RAG Pipeline Guide

Build a retrieval-augmented generation (RAG) pipeline using SovereignEG's embeddings and chat completions APIs.

What is RAG?

RAG lets your AI answer questions using your own data. Instead of relying on the model's training data, you:

  1. Embed your documents into vectors
  2. Store vectors in a database
  3. Retrieve relevant chunks when a user asks a question
  4. Generate an answer grounded in retrieved context

Full example

from openai import OpenAI
import numpy as np
 
client = OpenAI(api_key="sk-...", base_url="https://sovereigneg.com/v1")
 
# Step 1: Embed your documents
documents = [
    "SovereignEG serves AI models through an OpenAI-compatible API with EGP billing.",
    "The catalog includes open-weight chat and embedding models.",
    "Rate limits are configured per API key and organization.",
    "Billing is denominated in Egyptian pounds (EGP).",
]
 
doc_embeddings = []
for doc in documents:
    response = client.embeddings.create(
        model="..."  # live embed id,
        input=doc
    )
    doc_embeddings.append(response.data[0].embedding)
 
# Step 2: Embed the user's question
question = "What is the latency from Cairo?"
q_response = client.embeddings.create(model="..."  # live embed id, input=question)
q_embedding = q_response.data[0].embedding
 
# Step 3: Find most relevant documents (cosine similarity)
def cosine_sim(a, b):
    return np.dot(a, b) / (np.linalg.norm(a) * np.linalg.norm(b))
 
scores = [cosine_sim(q_embedding, d) for d in doc_embeddings]
top_indices = sorted(range(len(scores)), key=lambda i: scores[i], reverse=True)[:3]
context = "\n".join([documents[i] for i in top_indices])
 
# Step 4: Generate answer with context
response = client.chat.completions.create(
    model="...",
    messages=[
        {
            "role": "system",
            "content": f"Answer based on this context:\n\n{context}\n\nIf the answer is not in the context, say so."
        },
        {"role": "user", "content": question}
    ]
)
 
print(response.choices[0].message.content)
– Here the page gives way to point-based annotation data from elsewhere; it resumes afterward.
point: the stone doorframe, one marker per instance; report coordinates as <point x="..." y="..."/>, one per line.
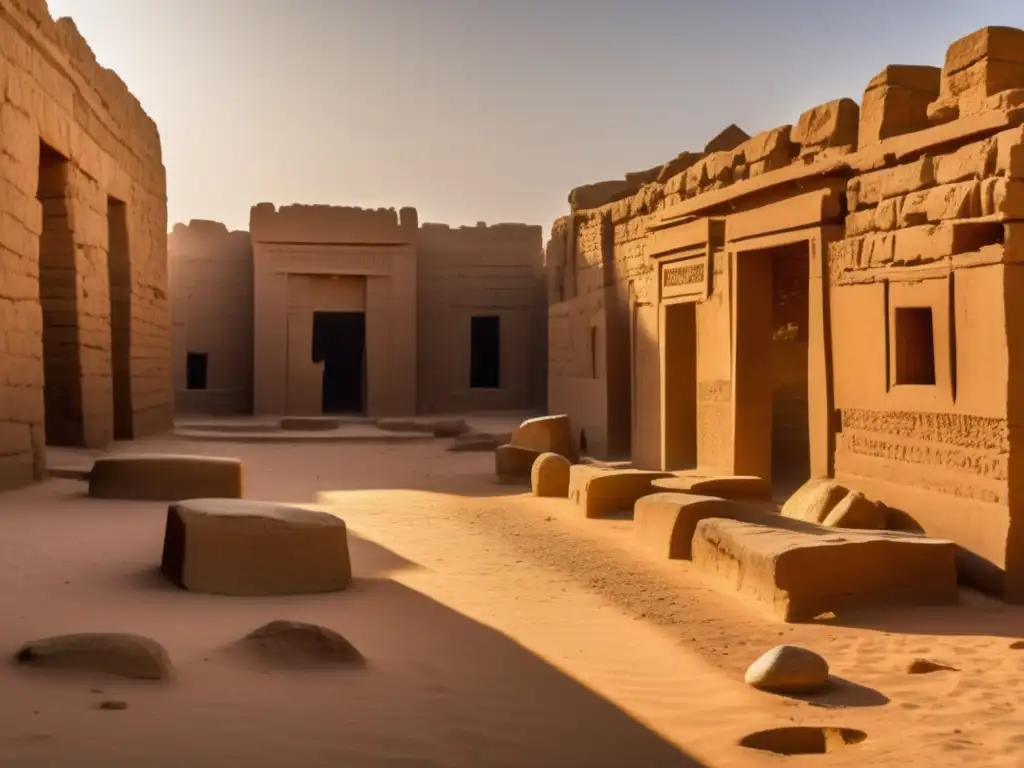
<point x="748" y="458"/>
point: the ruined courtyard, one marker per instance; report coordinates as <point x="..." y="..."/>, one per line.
<point x="720" y="472"/>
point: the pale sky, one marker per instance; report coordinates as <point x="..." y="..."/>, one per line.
<point x="481" y="110"/>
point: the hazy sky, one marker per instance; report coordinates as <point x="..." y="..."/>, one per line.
<point x="481" y="110"/>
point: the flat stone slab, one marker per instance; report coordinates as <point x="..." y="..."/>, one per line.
<point x="664" y="523"/>
<point x="803" y="570"/>
<point x="242" y="547"/>
<point x="165" y="477"/>
<point x="721" y="486"/>
<point x="599" y="492"/>
<point x="115" y="653"/>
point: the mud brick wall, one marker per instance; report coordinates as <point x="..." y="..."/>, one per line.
<point x="83" y="260"/>
<point x="469" y="271"/>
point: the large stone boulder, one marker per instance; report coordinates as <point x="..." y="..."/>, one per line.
<point x="110" y="653"/>
<point x="664" y="523"/>
<point x="546" y="434"/>
<point x="550" y="475"/>
<point x="235" y="547"/>
<point x="722" y="486"/>
<point x="165" y="477"/>
<point x="287" y="644"/>
<point x="599" y="492"/>
<point x="802" y="570"/>
<point x="788" y="669"/>
<point x="514" y="464"/>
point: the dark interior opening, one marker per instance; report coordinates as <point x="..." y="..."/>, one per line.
<point x="119" y="273"/>
<point x="58" y="298"/>
<point x="485" y="352"/>
<point x="196" y="370"/>
<point x="340" y="343"/>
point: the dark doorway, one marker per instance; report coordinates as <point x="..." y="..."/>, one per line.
<point x="119" y="273"/>
<point x="340" y="342"/>
<point x="196" y="370"/>
<point x="58" y="297"/>
<point x="485" y="352"/>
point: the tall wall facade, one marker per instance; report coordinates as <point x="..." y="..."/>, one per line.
<point x="211" y="278"/>
<point x="833" y="298"/>
<point x="86" y="350"/>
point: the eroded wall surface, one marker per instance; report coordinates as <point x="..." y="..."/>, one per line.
<point x="83" y="260"/>
<point x="909" y="207"/>
<point x="475" y="271"/>
<point x="211" y="278"/>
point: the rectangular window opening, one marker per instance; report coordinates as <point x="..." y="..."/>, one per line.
<point x="484" y="352"/>
<point x="196" y="371"/>
<point x="913" y="339"/>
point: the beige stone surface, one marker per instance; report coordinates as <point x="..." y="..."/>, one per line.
<point x="550" y="475"/>
<point x="236" y="547"/>
<point x="788" y="669"/>
<point x="84" y="250"/>
<point x="546" y="434"/>
<point x="120" y="654"/>
<point x="165" y="477"/>
<point x="599" y="492"/>
<point x="798" y="574"/>
<point x="856" y="511"/>
<point x="664" y="522"/>
<point x="514" y="464"/>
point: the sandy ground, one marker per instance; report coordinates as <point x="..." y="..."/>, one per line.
<point x="501" y="631"/>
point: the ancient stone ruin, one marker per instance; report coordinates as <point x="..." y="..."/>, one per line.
<point x="85" y="351"/>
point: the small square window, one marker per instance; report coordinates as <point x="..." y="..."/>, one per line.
<point x="913" y="340"/>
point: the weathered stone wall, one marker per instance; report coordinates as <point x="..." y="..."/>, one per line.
<point x="471" y="271"/>
<point x="211" y="278"/>
<point x="921" y="264"/>
<point x="83" y="259"/>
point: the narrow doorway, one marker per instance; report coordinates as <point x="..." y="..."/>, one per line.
<point x="772" y="425"/>
<point x="340" y="342"/>
<point x="679" y="433"/>
<point x="58" y="297"/>
<point x="485" y="352"/>
<point x="119" y="273"/>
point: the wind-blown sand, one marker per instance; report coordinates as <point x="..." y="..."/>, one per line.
<point x="499" y="631"/>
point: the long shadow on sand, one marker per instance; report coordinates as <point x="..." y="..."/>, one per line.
<point x="454" y="690"/>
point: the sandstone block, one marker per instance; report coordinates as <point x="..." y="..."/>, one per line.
<point x="111" y="653"/>
<point x="295" y="644"/>
<point x="599" y="492"/>
<point x="723" y="486"/>
<point x="830" y="124"/>
<point x="896" y="102"/>
<point x="514" y="464"/>
<point x="856" y="511"/>
<point x="235" y="547"/>
<point x="165" y="477"/>
<point x="664" y="522"/>
<point x="799" y="574"/>
<point x="550" y="475"/>
<point x="814" y="500"/>
<point x="546" y="434"/>
<point x="788" y="669"/>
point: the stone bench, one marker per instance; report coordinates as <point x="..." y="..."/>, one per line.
<point x="236" y="547"/>
<point x="803" y="569"/>
<point x="664" y="523"/>
<point x="165" y="477"/>
<point x="599" y="492"/>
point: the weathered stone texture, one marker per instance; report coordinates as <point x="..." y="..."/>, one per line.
<point x="83" y="262"/>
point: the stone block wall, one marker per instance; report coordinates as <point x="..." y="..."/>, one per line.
<point x="85" y="351"/>
<point x="211" y="274"/>
<point x="471" y="271"/>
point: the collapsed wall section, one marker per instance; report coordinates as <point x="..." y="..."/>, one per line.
<point x="85" y="352"/>
<point x="211" y="279"/>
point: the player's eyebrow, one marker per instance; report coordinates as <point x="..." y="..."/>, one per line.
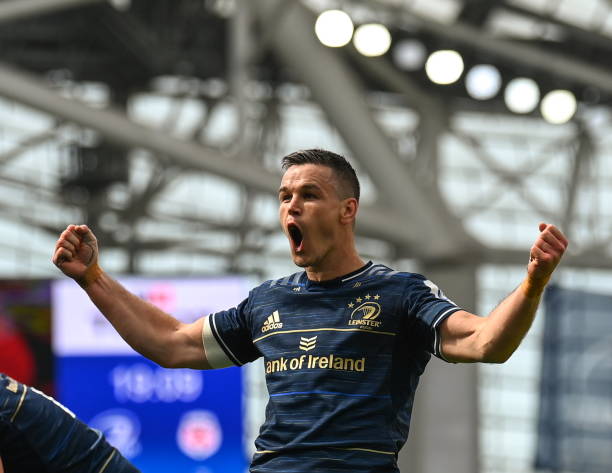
<point x="306" y="187"/>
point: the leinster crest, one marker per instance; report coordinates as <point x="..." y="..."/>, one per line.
<point x="365" y="312"/>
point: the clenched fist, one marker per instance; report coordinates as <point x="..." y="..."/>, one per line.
<point x="76" y="254"/>
<point x="545" y="255"/>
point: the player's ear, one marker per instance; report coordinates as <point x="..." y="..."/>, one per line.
<point x="348" y="210"/>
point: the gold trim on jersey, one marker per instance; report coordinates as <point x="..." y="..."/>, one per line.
<point x="371" y="450"/>
<point x="324" y="329"/>
<point x="101" y="470"/>
<point x="364" y="450"/>
<point x="25" y="389"/>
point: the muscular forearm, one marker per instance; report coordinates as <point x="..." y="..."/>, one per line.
<point x="150" y="331"/>
<point x="503" y="330"/>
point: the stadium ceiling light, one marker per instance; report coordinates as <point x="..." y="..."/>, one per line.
<point x="372" y="39"/>
<point x="334" y="28"/>
<point x="522" y="95"/>
<point x="483" y="82"/>
<point x="444" y="67"/>
<point x="409" y="54"/>
<point x="558" y="106"/>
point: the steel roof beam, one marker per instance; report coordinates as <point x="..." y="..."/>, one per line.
<point x="12" y="10"/>
<point x="22" y="87"/>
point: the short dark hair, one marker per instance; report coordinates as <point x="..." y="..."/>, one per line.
<point x="343" y="170"/>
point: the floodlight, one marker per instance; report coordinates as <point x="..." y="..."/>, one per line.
<point x="444" y="67"/>
<point x="483" y="81"/>
<point x="372" y="39"/>
<point x="558" y="106"/>
<point x="334" y="28"/>
<point x="522" y="95"/>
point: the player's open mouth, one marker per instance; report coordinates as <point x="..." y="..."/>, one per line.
<point x="295" y="234"/>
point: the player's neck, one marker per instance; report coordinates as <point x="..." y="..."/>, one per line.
<point x="335" y="265"/>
Production RAG with a vector database

For production, use a vector database instead of in-memory search:

# Using ChromaDB
import chromadb
 
chroma = chromadb.Client()
collection = chroma.create_collection("docs")
 
# Add documents with embeddings from SovereignEG
for i, doc in enumerate(documents):
    embedding = client.embeddings.create(model="..."  # live embed id, input=doc)
    collection.add(
        ids=[f"doc-{i}"],
        embeddings=[embedding.data[0].embedding],
        documents=[doc]
    )
 
# Query
results = collection.query(
    query_embeddings=[q_embedding],
    n_results=3
)

Arabic RAG

Use a live embed model from the catalog for multilingual embeddings that handle Arabic well:

arabic_docs = [
    "تقدم SovereignEG واجهة برمجة متوافقة مع OpenAI وفوترة بالجنيه المصري.",
    "النماذج متعددة اللغات في الكتالوج تدعم العربية والإنجليزية في نفس المسار.",
]
 
for doc in arabic_docs:
    embedding = client.embeddings.create(model="..."  # live embed id, input=doc)
    # Store in vector DB...

Best practices

  1. Chunk size: 256-512 tokens per chunk works best for most documents
  2. Overlap: Use 50-100 token overlap between chunks to avoid losing context at boundaries
  3. Top-K: Retrieve 3-5 chunks. More isn't always better — it can dilute relevance
  4. System prompt: Always instruct the model to answer based on context only
  5. Citations: Ask the model to cite which chunks it used
  6. Reranking: For high-quality results, use a cross-encoder reranker after initial retrieval

Or just use the agent

Managed RAG agents are on the roadmap. Today, build RAG with the embeddings and chat endpoints shown above.